A: I definitely disagree that an intrinsicist has to be dishonest. The ones I’m most familiar with were motivated primarily by a revulsion against subjectivism. And they held to “We have to adhere to reality,” and their intention was to beat down the wave of modern subjectivism. Why didn’t they grasp this? The questioner is overlooking the fact that it’s a tremendous jump between commonsense observations and a philosophic theory that integrates them. It takes a genius to state abstractly what everybody knows in some concretes. “A is A,” for instance, as an abstraction, was self-evident when it was named. But for how many millennia did human beings go through not grasping that contradictions are wrong, even though they knew that this was this and that was that? They hadn’t reached that abstract level. That’s why Aristotle was a genius, to be able to conceptualize the self-evident. How many people know, and have known, that you have to pursue your self-interest or you can’t live? In concretes—you have to go to a job and earn money, and so on.
Q: Why do you say that intrinsicism has been more influential than subjectivism?

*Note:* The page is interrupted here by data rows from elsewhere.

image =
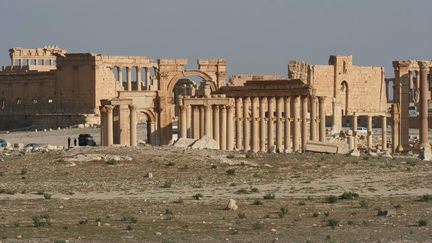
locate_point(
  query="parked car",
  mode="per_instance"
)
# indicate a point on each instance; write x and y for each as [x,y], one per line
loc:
[3,143]
[86,140]
[362,130]
[33,146]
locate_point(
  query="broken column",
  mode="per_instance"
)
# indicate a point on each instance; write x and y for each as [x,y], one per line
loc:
[322,126]
[246,123]
[133,125]
[287,112]
[271,104]
[263,104]
[424,89]
[255,128]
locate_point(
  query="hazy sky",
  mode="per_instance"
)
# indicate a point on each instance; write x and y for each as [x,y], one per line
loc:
[254,36]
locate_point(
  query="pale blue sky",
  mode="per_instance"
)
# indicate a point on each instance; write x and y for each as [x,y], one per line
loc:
[253,36]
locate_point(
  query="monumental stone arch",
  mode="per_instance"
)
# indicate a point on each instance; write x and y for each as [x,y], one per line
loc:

A: For a simple reason—a subjectivist says, “Go by your feelings.” Where do the feelings come from? Feelings are not primary. The subjectivists treat them as though they are, but in fact, they are not. So if you take these subjectivists, where did they get their feelings, passions, desires, and so on, which they claim are the criteria? They went to church, they went to school, they heard all the dogmas, they got them from somebody who took it on himself to give out standards (which the intrinsicists do), they absorbed those standards, they programmed themselves, and then they threw up their hands and said, “I’m just going to follow my automatic conditioning.” A subjectivist cannot generate a value judgment, because he’s looking to his own consciousness, which is empty. So he’s got to get it from somewhere, and the only two places are from reality or from an authority.